(cba:news) Stars of Aug-Sep 2000
Joe Patterson
jop at astro.columbia.edu
Fri Aug 25 06:55:06 EDT 2000
Dear CBAers,
I'm finally back from many travels of summer 2000. Here's some news of
target stars.
The DV UMa paper is scheduled for the December 2000 issue of PASP. It
seems likely that IY UMa = Takamizawa will appear in the same issue
(possibly the next). The paper on V751 Cygni (primarily 1999 data, some
1993 and 2000) will be submitted next week - it was a classic negative
superhumper, and we found all the relevant periods (P-orb, P-sh, and the
beat period which we identify as the wobble period of a tilted accretion
disk).
So much for northern stars. We're ending the V751 Cyg campaign now,
mission accomplished.
The campaign on V1494 Aql is going very well, with lots of work from NZ
keeping aliases under great control. But the star's waveform appears to
be stable, so I'm inclined to let it relax some more from its 1999
classical nova eruption, and revisit it again NEXT YEAR. So those are the
two major campaigns going now - let's end 'em both.

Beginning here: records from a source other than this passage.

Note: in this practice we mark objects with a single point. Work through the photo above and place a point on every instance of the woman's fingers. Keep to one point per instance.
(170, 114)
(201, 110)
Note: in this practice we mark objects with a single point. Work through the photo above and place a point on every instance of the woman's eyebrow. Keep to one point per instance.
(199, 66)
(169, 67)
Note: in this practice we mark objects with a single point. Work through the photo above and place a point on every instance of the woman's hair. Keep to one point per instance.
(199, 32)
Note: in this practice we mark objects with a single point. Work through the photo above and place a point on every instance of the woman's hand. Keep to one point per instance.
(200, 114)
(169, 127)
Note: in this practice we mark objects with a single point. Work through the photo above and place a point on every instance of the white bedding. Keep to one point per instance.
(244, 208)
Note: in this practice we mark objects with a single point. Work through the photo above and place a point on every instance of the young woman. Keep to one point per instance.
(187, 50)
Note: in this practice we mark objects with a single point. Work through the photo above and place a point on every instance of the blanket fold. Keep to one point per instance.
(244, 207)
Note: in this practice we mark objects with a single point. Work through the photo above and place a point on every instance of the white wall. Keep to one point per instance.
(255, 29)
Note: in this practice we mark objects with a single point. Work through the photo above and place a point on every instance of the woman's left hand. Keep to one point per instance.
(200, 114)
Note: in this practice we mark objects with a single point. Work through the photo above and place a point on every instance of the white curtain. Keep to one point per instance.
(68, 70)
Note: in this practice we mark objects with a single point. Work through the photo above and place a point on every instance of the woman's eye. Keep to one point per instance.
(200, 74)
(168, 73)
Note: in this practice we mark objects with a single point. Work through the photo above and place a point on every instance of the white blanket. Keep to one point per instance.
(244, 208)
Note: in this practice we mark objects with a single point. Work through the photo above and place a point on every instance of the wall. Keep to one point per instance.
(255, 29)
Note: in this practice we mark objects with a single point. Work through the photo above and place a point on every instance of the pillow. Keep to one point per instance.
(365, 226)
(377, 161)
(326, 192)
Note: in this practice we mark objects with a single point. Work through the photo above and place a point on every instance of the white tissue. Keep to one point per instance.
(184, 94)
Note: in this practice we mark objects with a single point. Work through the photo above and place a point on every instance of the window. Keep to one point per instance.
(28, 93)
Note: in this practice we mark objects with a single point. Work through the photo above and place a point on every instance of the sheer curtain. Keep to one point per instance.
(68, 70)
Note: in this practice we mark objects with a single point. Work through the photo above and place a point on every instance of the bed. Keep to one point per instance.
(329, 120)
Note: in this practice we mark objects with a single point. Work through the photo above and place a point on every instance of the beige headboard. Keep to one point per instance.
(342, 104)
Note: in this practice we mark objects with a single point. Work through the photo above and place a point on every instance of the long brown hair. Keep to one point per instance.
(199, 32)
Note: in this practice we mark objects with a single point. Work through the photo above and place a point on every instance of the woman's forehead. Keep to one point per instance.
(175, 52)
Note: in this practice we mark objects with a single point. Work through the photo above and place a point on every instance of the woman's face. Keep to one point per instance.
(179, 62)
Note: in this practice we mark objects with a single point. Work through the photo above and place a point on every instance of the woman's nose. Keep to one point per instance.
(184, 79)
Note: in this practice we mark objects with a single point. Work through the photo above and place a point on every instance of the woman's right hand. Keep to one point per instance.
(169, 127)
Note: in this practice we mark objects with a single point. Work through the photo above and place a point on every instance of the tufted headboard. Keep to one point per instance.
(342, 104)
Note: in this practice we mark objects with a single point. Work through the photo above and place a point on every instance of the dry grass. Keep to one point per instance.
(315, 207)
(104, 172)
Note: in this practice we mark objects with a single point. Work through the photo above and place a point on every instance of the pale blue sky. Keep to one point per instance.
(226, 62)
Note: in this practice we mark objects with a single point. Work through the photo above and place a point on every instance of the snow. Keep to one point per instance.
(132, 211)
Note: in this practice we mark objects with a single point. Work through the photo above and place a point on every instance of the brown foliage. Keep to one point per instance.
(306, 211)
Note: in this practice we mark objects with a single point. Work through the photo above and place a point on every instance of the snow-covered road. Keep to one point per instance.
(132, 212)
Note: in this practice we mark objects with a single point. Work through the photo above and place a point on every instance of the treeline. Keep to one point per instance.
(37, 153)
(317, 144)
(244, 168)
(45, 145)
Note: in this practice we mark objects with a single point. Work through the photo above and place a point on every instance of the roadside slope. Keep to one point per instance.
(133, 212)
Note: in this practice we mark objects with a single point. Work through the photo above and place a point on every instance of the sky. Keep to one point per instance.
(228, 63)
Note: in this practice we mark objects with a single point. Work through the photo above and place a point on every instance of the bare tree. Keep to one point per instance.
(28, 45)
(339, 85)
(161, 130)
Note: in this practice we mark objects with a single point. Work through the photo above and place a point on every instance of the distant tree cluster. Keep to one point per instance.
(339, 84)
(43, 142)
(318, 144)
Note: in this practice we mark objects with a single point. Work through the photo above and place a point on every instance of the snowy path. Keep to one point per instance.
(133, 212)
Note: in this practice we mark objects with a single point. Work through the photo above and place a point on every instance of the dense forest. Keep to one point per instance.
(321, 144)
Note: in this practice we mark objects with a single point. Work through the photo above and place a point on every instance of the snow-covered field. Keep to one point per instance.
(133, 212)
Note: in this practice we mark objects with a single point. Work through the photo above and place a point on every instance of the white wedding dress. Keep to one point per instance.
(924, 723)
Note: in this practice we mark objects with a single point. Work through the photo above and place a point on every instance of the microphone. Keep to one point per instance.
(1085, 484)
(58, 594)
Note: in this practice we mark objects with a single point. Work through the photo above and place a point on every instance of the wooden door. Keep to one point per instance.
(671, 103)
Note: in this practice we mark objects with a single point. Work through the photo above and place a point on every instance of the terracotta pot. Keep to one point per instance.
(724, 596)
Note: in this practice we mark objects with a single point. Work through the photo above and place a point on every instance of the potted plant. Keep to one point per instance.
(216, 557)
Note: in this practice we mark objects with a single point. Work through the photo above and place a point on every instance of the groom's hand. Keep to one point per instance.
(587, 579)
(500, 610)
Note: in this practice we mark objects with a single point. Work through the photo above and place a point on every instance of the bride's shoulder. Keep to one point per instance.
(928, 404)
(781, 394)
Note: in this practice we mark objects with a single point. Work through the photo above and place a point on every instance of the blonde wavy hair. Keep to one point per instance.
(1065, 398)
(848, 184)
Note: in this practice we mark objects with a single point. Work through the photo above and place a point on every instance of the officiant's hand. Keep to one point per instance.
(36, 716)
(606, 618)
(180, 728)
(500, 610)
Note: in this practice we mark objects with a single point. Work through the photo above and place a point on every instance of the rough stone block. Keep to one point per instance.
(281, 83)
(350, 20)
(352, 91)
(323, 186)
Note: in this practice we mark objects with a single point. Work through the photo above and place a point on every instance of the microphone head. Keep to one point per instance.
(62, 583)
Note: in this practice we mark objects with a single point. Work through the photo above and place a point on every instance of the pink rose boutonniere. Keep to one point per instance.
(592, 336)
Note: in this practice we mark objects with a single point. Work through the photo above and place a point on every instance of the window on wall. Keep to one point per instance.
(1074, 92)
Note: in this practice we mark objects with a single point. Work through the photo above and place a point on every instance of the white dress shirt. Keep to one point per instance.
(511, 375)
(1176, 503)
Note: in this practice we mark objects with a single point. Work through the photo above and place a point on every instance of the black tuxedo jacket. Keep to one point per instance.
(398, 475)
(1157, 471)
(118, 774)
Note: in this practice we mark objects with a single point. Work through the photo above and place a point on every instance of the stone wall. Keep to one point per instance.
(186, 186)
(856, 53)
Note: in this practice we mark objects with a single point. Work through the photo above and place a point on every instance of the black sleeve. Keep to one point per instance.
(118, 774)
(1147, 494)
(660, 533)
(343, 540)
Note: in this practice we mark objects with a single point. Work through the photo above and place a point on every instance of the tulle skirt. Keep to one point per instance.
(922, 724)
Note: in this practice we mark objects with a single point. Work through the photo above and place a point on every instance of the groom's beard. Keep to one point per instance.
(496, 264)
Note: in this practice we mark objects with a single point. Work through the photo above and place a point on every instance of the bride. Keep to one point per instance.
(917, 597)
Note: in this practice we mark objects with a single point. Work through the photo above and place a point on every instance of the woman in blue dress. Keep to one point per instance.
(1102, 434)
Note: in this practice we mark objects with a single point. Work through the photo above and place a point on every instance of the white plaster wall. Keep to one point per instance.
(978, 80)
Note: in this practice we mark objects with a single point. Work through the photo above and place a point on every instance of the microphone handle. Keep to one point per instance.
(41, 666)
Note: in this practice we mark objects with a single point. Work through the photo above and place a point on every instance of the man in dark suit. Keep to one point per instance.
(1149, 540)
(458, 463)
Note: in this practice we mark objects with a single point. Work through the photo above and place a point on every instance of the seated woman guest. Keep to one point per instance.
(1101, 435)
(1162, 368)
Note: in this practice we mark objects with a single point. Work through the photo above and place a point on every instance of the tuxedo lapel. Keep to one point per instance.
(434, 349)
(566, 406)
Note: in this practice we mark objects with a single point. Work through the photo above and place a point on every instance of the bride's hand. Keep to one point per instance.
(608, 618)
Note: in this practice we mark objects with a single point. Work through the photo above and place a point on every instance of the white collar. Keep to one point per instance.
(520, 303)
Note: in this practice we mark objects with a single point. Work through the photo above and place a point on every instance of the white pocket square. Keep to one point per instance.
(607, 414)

The main star I want to promote now is V1315 Aql. I think there's about a
month left in the Aquila observing season, and if we can get Europe-North
America-Australasia coverage, we can solve the outstanding quiestion. In
the last campaign we got a nice superhump period, but cycle count
ambiguity made it uncertain whether it was positive or negative (the peaks
in the power spectrum were even-steven). This can be resolved in 2 weeks
of vigorous campaigning.
And after that it'll be time for another campaign on UU Aquarii! Decently
equatorial and bright stars for family fun. I see that charts aren't
yet up on the CBA site (Jonathan, any chance?), but they're in Downes and
Shara (Feb 1993 PASP) and their coords are:
V1315 Aql = KPD 1911+1212 19 13 54.6 +12 18 2.3 decent looking comps to
the SW and NW
UU Aqr 22 09 5.8 -3 46 18.5 the close companion immediately to the
south (and slightly W) looks best
Finally the V803 Cen story is worth some exultation. For 3.5 years I've
been working to measure Porb and Psh in this helium star. We've had some
good campaigns but could just not get a precise measure. I chalked
it up to bad luck - that this star, unlike all the others, just has too
sloppy a clock and hence resists efforts to nail down the period. That
may be true to some extent, but the May 2000 campaign (data from Fred
Velthius, Jennie McCormick, Robert Rea, Maria Marsh, Brian Warner, Claire
Backman, and in the pipeline from Stan Walker) has clarified the
matter. The superhump period is very close to Porb - just 0.4% longer.
This indicates a very, very low mass secondary - about 0.017+-0.005 Mo.
This is "the oldest known CV", where the secondary has been whittled down
to practically nothing (the pure helium content indicates that the
whittling has long ago reached the stellar core).
What a wonderful star mister Centauri has turned out to be!
Oh yes, there is also a far northern star I'd like borealites to start
watching. This is GD 552, or "Cep 1" in the Downes and Shara catalog.
It's about 16.5, basically a dark-sky target, but virtually nothing - make
that nothing - is known about its photometric activity on long (eruption)
and short (nightly) timescales. It's my other candidate "substellar"
secondary in the CV zoo. It's better suited to Oct-Nov coverage, but who
knows when the star might erupt and/or shake some periods at us.
So - prime target V1315 Aql. Happy non-trails... (background lilt of
cowboy music) to you, da-dah, da-dah, da,dah.